One way to put a banner on the course of human civilization is to call it an escape from uncertainty ( most of which would have led us to death). Why do we live in societies? To save ourselves from the uncertainty of getting attacked... Why do we build houses? To mitigate the uncertainty of getting our food washed away in the rain... Why do we rear children? So that we don't fast ourselves to death in old age. So in all these cases, the sheer uncertainty in the future has made us make expensive investments in the present. And those who didn't give in to these fears took a risk.
The pay-off of that risk is, however, independent of the past. In some cases, the risk turned out to be a golden gamble. Just like a flood washing away houses of people...the ones who hadn't built their houses were a little less sad. Risk can give an unexpected reward, but the higher the risk, the greater the return.
But at times, the risk is otherwise. Instead of choice for the individual, it becomes a calamity enforced upon him. Say a flood, so how do all homeowners save themselves from this risk? In other words, how do institutions mitigate the high losses of the risk? The short answer is insurance. They keep collecting a premium from all members of the society and then channel them to the one who faces a dis-fortune. But, here, we need a convincing algorithm to convince people to keep pooling their money and then give it away to someone else. The answer is in statistics.
Unlike other forms of mathematics that provide a language for existing things in nature or human logic, statistics take a step into the future. Statistics does not, but our interpretation of it does. When figuring out gravity, physicists devised equations from the first principles ( sometimes intuition ). Then solved those to arrive at concrete solutions, and then a plethora of experiments were fired at those theories validating their genuineness. However, after some time, this exercise became tedious; there were far too many things to consider, emergent behaviour made the first principle approach void, and intuition needed to be more reliable. The other way around is to come up with empirical solutions from the large number of experiments done.
This, in a way, is looking at the past, finding a pattern, and then taking a shot at the future. This is the discourse of the engineering world today.
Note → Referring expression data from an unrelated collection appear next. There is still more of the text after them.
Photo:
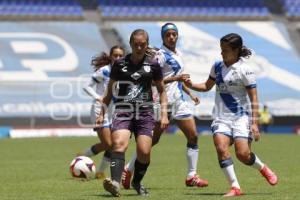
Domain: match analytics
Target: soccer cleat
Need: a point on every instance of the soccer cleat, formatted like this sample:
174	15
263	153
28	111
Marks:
196	181
126	176
140	189
112	187
234	191
100	175
269	175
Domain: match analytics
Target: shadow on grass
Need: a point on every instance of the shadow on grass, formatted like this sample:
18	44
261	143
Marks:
221	194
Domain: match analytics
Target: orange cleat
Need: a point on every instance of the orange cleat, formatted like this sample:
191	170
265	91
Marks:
196	181
126	176
269	175
234	191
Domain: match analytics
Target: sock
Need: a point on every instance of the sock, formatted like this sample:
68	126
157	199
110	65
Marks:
139	172
256	162
90	151
228	170
105	161
130	166
192	158
117	165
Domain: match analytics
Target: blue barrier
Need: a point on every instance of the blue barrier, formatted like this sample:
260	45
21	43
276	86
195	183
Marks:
4	131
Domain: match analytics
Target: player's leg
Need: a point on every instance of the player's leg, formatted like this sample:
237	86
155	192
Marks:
243	151
188	127
120	140
105	137
182	113
129	168
144	127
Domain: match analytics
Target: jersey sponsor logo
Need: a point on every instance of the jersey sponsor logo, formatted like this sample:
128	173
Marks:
34	54
124	69
147	68
136	76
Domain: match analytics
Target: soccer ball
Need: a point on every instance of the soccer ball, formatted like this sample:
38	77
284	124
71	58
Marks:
83	167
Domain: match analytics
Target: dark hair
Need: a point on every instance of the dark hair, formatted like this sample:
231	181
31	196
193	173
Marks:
104	59
235	41
139	32
166	27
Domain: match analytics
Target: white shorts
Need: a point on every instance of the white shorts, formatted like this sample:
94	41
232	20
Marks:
238	127
177	110
95	112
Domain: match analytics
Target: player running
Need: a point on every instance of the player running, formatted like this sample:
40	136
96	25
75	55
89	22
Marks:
235	118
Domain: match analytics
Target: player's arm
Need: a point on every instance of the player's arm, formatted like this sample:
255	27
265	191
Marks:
191	95
180	77
201	87
252	93
164	121
89	89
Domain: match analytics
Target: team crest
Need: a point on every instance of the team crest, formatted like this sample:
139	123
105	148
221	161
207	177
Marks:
147	68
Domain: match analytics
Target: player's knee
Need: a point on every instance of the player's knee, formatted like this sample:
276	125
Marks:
243	155
222	151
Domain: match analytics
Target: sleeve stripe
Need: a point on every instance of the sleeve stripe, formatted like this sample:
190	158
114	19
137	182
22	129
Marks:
251	86
94	78
212	78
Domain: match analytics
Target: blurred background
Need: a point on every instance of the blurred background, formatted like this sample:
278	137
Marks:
46	47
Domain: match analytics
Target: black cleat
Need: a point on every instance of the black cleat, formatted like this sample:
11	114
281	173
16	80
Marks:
112	187
140	189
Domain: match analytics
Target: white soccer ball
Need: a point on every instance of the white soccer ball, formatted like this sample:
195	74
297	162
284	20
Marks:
83	167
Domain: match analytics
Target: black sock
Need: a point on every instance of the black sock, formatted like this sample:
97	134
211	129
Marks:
107	154
117	165
93	149
139	171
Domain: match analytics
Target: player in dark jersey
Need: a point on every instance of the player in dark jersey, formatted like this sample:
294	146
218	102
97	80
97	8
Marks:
130	87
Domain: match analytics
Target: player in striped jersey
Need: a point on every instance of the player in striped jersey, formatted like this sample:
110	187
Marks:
96	88
235	117
178	108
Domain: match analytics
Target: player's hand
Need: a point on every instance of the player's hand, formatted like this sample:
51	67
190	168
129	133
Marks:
182	77
164	122
188	82
99	120
255	132
195	99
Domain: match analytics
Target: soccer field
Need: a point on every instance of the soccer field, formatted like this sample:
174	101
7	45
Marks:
38	169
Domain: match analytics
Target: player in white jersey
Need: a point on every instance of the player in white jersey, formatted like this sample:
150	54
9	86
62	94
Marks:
96	88
235	117
180	110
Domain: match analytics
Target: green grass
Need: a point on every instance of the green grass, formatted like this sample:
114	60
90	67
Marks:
37	169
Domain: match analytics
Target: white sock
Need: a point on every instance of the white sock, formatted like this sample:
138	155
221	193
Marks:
230	176
88	152
130	166
257	163
192	158
104	163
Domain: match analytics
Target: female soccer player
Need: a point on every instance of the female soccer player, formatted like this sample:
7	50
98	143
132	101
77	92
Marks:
102	66
234	121
172	66
130	86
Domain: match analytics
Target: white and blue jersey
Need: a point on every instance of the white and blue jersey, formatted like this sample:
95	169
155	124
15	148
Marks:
99	81
172	65
231	98
232	106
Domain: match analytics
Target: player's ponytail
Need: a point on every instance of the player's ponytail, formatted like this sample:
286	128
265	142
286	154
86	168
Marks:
100	61
103	59
235	41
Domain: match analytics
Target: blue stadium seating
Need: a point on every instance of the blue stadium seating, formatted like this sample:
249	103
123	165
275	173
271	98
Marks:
42	8
292	8
187	8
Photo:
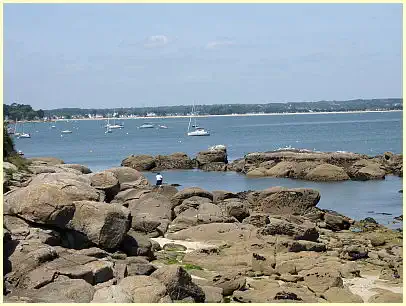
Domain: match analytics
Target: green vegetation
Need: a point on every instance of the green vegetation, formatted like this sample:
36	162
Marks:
22	112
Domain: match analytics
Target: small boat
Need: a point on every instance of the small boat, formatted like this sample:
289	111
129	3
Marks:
199	132
24	135
147	126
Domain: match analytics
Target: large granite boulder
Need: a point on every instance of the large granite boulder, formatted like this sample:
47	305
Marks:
46	160
140	162
41	203
177	160
215	159
279	200
129	178
327	172
179	283
151	212
107	182
103	224
186	193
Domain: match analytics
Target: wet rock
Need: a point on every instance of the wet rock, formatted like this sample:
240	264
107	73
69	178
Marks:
212	294
354	252
104	224
186	193
327	172
229	282
177	160
107	182
257	219
179	283
140	162
236	208
336	222
283	227
278	200
143	289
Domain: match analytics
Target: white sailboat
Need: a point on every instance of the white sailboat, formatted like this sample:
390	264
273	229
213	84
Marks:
22	134
114	125
199	131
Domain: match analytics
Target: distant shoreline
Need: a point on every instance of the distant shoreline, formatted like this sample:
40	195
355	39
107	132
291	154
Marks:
227	115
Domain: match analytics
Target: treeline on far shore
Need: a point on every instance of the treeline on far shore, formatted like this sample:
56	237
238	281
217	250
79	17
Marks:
25	112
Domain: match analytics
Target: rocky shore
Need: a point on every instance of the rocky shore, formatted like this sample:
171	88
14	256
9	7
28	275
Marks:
71	235
295	164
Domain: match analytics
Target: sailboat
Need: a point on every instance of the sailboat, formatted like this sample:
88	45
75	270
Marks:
114	125
23	135
198	130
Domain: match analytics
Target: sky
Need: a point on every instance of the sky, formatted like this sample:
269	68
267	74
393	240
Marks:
135	55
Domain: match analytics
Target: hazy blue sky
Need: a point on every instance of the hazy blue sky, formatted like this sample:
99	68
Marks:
95	55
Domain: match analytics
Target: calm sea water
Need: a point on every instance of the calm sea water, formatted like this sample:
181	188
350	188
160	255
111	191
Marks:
368	133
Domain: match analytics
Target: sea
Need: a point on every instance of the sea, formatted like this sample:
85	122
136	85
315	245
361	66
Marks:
370	133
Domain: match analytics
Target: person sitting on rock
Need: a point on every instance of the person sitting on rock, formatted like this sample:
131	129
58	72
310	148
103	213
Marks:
159	179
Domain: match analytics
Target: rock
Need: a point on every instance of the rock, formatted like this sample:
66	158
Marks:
136	244
179	283
304	245
320	279
112	294
350	270
257	172
47	160
152	212
129	176
336	222
104	224
212	294
289	278
377	240
143	289
174	247
140	269
236	165
173	161
366	170
283	227
257	219
386	297
43	204
192	202
186	193
236	208
282	201
80	168
262	264
354	252
21	230
68	291
107	182
221	195
211	156
341	295
229	282
140	162
327	172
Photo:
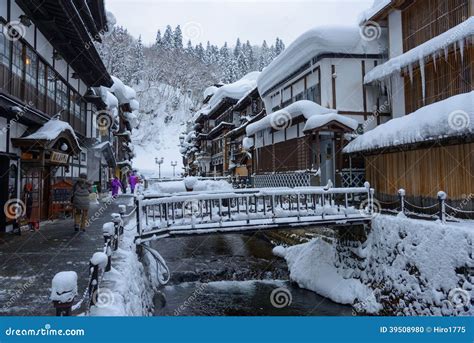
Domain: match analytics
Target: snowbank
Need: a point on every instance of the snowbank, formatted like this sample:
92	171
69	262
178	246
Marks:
451	117
282	118
432	47
312	266
235	90
313	43
412	267
126	290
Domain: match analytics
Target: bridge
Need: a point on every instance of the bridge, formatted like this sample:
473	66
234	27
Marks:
246	210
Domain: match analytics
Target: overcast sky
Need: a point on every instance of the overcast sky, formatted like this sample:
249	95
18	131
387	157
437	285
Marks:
225	20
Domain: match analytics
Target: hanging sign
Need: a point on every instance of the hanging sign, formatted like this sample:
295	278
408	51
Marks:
58	157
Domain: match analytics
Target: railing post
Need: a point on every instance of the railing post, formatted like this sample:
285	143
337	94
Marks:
98	261
401	195
63	292
108	231
442	196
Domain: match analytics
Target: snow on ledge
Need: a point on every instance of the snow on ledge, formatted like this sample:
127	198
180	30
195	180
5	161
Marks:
306	108
377	6
313	43
451	117
235	90
443	41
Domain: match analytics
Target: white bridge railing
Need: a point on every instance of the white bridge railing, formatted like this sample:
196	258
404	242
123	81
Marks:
164	215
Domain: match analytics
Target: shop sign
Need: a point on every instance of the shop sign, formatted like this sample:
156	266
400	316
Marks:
60	158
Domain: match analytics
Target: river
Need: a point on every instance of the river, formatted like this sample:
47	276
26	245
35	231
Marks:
233	274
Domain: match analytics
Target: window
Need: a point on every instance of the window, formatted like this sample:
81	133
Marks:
31	66
4	49
18	65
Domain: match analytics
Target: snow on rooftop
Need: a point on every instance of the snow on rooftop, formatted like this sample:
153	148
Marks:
315	42
123	92
51	130
235	90
377	6
451	117
454	35
314	122
209	91
306	108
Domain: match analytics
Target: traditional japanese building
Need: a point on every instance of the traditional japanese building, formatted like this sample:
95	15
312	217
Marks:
320	74
48	65
428	146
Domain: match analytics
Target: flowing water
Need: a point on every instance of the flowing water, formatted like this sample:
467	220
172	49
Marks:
233	275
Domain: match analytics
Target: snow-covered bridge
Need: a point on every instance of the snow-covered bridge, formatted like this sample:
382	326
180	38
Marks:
199	213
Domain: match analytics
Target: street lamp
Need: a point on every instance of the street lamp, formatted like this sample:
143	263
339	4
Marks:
159	162
174	164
The three decisive factors here are
- The past ( the data that we have)
- the prediction ( how we analyse that data to find a pattern)
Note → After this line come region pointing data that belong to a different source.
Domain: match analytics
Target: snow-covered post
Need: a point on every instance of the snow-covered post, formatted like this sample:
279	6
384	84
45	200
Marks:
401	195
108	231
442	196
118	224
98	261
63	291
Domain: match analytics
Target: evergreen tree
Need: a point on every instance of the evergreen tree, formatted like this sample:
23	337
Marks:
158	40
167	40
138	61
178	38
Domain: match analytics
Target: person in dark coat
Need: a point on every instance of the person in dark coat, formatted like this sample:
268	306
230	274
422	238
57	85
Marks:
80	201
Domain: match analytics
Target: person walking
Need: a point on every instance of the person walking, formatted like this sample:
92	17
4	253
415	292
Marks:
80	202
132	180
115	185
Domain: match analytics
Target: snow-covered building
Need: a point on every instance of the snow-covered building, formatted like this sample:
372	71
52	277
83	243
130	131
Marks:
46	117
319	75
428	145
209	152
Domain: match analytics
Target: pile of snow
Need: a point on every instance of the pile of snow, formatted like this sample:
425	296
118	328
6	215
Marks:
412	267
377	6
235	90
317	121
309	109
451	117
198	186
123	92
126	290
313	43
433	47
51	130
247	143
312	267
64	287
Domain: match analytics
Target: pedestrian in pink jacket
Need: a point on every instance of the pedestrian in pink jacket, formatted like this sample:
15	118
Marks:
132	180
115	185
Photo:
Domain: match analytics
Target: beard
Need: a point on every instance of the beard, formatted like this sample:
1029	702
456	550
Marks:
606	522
- the future ( how does our prediction fit the real world)
So, the products of the modern era have tried to excel at these fronts, to get to know their consumer's data better, and then employ the fastest computers to predict and reduce the error.
It speaks a thing or two about changing customer behaviour and thus is essential to all engineering fields. First, people increasingly accept risk as a part of their daily life. This has been made possible by financial instruments like insurance. The newer generation is increasingly becoming a social phenomenon and is open to riskier investments.The second and more remarkable change is in the product we sell. There is a rising demand for products that meet aspirations rather than needs. For example, more people would like to flaunt a self-driving car, which has a greater probability of crashing when given at a lower price. This shows that we are selling a fixed feature and a box that captures the feature and the fuzziness around it. The lesser the fuzziness, the higher the price.
Also, the consumer today is less likely to be loyal. Since the risk of choosing a new brand is calculated in an economic sense. Thus, we have a quirky customer looking for features ( even with errors ). So what does it say about the future?
We are in for a battle for crazy ideas and realising them. We can take risks and experiment with an awareness that there is a market for that. And that we, as a customer ourselves, need to be mitigating our risk through the instruments at our disposal.